I personally lean to a C style approach and try to be disciplined, because I find that C++/OOP style puts safeguards where I don't really need them. But sometimes I get lazy or I just forget something, and I get hurt by bugs that would be easy to spot and fix if I had a better way to specify invariants.
For instance, with a state-related bug, if I specified that these functions A and B are purely functional, I don't have to spend time investigating them and can concentrate on this other function C, where I specified that only these variables will be touched, etc... (Also maybe it's just me having a hard time remembering a lot of context in a sufficiently large code base, and I just need practice.)

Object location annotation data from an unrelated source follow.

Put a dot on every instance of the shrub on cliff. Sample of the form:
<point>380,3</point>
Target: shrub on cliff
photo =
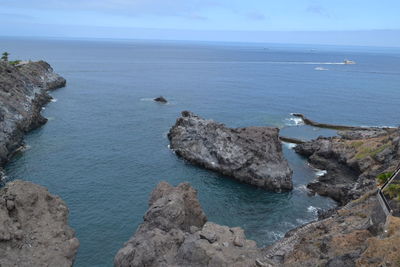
<point>383,177</point>
<point>4,56</point>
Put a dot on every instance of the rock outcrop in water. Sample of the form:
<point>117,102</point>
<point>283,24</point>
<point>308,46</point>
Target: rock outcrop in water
<point>350,236</point>
<point>33,227</point>
<point>160,99</point>
<point>352,160</point>
<point>252,155</point>
<point>175,232</point>
<point>22,96</point>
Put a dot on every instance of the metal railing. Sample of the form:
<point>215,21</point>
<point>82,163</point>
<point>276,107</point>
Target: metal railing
<point>381,197</point>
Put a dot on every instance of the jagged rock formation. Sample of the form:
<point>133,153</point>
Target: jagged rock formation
<point>349,236</point>
<point>160,99</point>
<point>252,155</point>
<point>175,232</point>
<point>33,227</point>
<point>353,160</point>
<point>22,95</point>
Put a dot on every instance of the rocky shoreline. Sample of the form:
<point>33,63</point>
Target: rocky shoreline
<point>34,227</point>
<point>352,161</point>
<point>357,233</point>
<point>175,232</point>
<point>252,155</point>
<point>23,93</point>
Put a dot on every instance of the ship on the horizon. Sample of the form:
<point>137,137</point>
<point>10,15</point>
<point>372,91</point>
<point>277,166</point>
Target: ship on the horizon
<point>349,62</point>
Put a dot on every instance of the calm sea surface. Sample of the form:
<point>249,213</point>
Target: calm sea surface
<point>105,147</point>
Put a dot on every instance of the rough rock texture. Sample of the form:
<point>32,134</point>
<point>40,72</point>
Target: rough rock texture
<point>175,232</point>
<point>352,161</point>
<point>160,99</point>
<point>33,227</point>
<point>22,95</point>
<point>252,155</point>
<point>350,236</point>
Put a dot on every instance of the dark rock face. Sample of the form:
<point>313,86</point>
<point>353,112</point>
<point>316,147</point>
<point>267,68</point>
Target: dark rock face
<point>252,155</point>
<point>22,95</point>
<point>352,161</point>
<point>346,238</point>
<point>33,227</point>
<point>175,232</point>
<point>160,99</point>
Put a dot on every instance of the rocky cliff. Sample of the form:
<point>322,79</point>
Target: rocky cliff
<point>252,155</point>
<point>33,227</point>
<point>22,95</point>
<point>352,160</point>
<point>175,232</point>
<point>350,236</point>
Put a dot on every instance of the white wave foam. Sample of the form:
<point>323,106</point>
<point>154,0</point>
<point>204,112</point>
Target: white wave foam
<point>312,209</point>
<point>321,173</point>
<point>294,121</point>
<point>302,188</point>
<point>147,99</point>
<point>289,145</point>
<point>25,148</point>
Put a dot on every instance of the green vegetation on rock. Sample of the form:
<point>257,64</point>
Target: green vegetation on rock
<point>383,177</point>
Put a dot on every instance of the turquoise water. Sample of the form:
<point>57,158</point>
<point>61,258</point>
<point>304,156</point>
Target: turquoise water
<point>105,147</point>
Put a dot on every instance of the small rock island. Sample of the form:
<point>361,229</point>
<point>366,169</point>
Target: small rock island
<point>252,155</point>
<point>161,99</point>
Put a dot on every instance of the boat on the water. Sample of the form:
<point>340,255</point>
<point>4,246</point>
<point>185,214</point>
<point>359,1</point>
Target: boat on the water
<point>349,62</point>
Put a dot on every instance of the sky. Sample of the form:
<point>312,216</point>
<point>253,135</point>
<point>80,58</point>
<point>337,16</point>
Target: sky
<point>352,22</point>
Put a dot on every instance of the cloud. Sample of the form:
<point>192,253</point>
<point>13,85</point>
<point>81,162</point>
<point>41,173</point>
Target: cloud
<point>184,8</point>
<point>255,16</point>
<point>318,10</point>
<point>16,17</point>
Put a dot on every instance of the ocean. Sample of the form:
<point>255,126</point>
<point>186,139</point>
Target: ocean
<point>105,146</point>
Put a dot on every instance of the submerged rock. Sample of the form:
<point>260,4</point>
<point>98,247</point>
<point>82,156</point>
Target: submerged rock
<point>34,227</point>
<point>175,232</point>
<point>252,155</point>
<point>352,161</point>
<point>160,99</point>
<point>22,96</point>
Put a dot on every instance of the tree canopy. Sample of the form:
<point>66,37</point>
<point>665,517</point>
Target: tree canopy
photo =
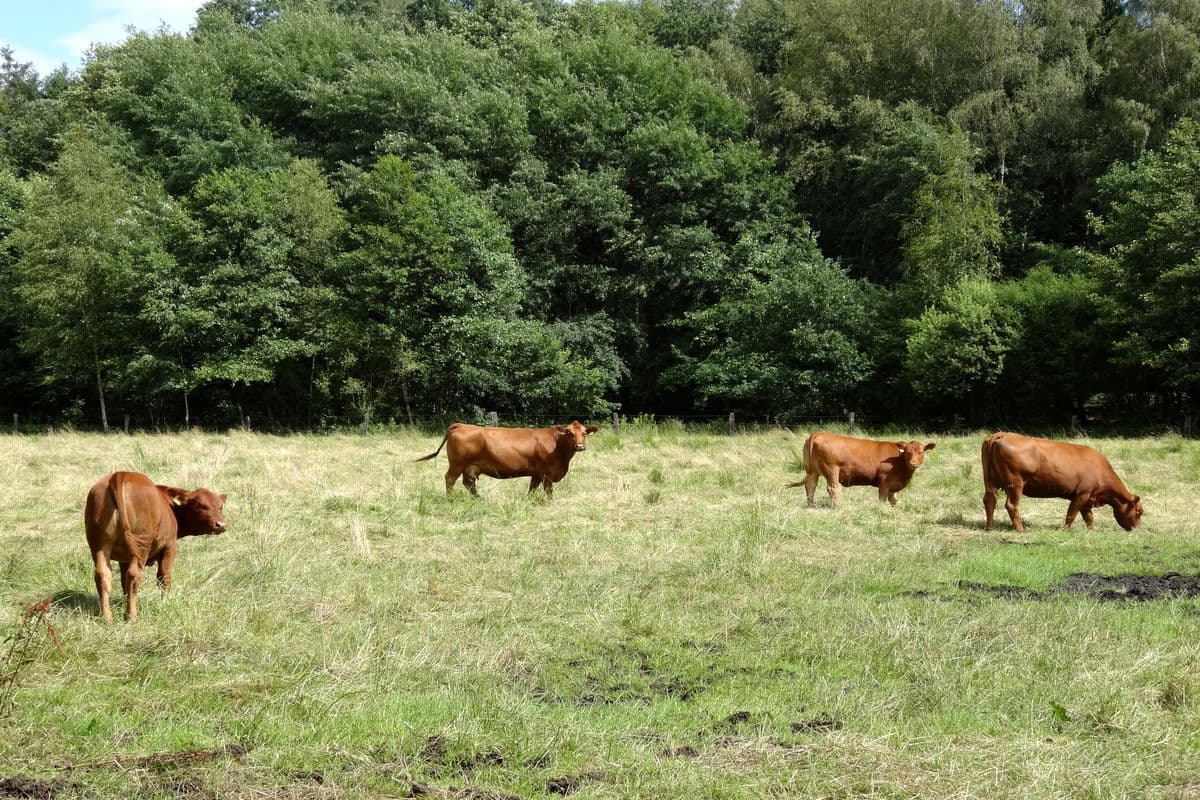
<point>321,211</point>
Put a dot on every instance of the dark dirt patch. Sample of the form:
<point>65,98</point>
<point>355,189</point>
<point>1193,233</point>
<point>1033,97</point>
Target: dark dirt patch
<point>819,725</point>
<point>999,589</point>
<point>172,761</point>
<point>1132,587</point>
<point>687,751</point>
<point>28,787</point>
<point>457,793</point>
<point>569,783</point>
<point>1117,588</point>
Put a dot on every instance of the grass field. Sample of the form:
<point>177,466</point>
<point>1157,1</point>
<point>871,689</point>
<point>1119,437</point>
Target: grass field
<point>673,624</point>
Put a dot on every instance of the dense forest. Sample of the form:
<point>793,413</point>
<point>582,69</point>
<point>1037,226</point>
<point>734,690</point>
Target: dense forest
<point>317,211</point>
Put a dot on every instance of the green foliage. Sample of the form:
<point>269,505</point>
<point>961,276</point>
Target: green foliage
<point>957,349</point>
<point>87,244</point>
<point>785,206</point>
<point>1150,226</point>
<point>786,341</point>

A lot of subtleties get lost communicating across a forum.

Yeah, and English is not my native language, which doesn't help. I most certainly lack some sense of nuance compared to a native speaker, so don't be offended !

Martin
Delix
Ryan Fleury
106 posts
1 project

Handmade Network lead and developer of The Melodist

#15349 Casey's programming methods and encapsulation
1 month ago

forkingpaths
Yeah, and English is not my native language, which doesn't help. I most certainly lack some sense of nuance compared to a native speaker, so don't be offended !


You're more eloquent than a huge segment of the United States' population; I think miscommunications are simply due to the nature of text-based messaging. :)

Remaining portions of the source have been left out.